Continuous integration and delivery as a team discipline, not just a pipeline

Continuous integration and continuous delivery are two related but distinct practices that most teams conflate. CI means everyone integrates their work frequently - at least daily - and every integration is verified by automated checks. CD means the codebase is always in a deployable state and can be released at any time with confidence.

The gap between "we have a CI/CD pipeline" and "we practice CI/CD" is enormous. The pipeline is plumbing. The practice is a team discipline.

Why it matters for delivery

Teams that practice CI/CD well share a few characteristics: small changes shipped frequently, fast feedback loops, and low-drama deployments. Teams that don't tend to batch changes, discover integration problems late, and treat deployments as events that require coordination and courage.

If your delivery diagnostics show stories carrying over, bugs appearing after merges, or deployments that require a war room, the root cause is often CI/CD discipline, not individual performance.

The practice, not the pipeline

Continuous integration

The discipline: every developer integrates to the main branch at least once a day. Not to a feature branch. To main.

What makes it work:

  • Small commits. Each change is small enough to review and understand quickly. If a commit takes more than a few hours of work, it's too big.
  • Automated verification. Every commit triggers a build and test suite. If the build breaks, it gets fixed immediately - not after lunch, not after the standup, now.
  • Trunk-based development. Long-lived feature branches are the enemy of continuous integration. They accumulate merge debt that compounds daily.

Continuous delivery

The discipline: the main branch is always deployable. Any commit could go to production.

What makes it work:

  • Comprehensive test coverage. You need confidence that passing tests means the code works. This is where TDD pays dividends.
  • Feature flags over branches. Incomplete features are hidden behind flags, not isolated on branches. The code is integrated even when the feature isn't visible.
  • Automated deployment. If deploying requires manual steps, it won't happen often enough. Automate the path from commit to production.

CI/CD for AI systems

AI features add complexity to the pipeline. Model updates, prompt changes, and eval suites all need CI/CD treatment.

Prompt changes are code changes. They should go through the same review, testing, and deployment process. A prompt change can alter system behavior as dramatically as a code change. Version them, test them, deploy them through the pipeline.

Evals in the pipeline. Your CI pipeline should run evaluation suites on every change that touches AI behavior. This includes prompt changes, model version updates, and changes to context or tool configurations. Eval failures should block the deploy, just like test failures.

Model updates as deployments. When your AI provider ships a new model version, treat it like a dependency upgrade. Run your full eval suite against the new version before rolling it out. Silent model updates are a common source of production quality regressions.

Gradual rollout. AI behavior changes are harder to predict than code changes.

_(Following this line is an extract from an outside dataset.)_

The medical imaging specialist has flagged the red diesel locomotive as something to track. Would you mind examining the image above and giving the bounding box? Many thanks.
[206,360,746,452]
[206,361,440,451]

Use canary deployments or percentage-based rollouts for any change that affects AI output. Monitor quality metrics during the rollout and roll back automatically if they degrade.

Signs your CI/CD needs work

  • Deployments happen less than once a week
  • Merges regularly cause conflicts or break the build
  • The team has a "deployment day" or deployment coordinator
  • Feature branches live longer than 2 days
  • Nobody trusts the test suite enough to deploy automatically
  • AI prompt changes bypass the normal deployment process

Each of these is a symptom of a discipline gap, not a tooling gap. Better tools don't fix teams that batch work and avoid integration.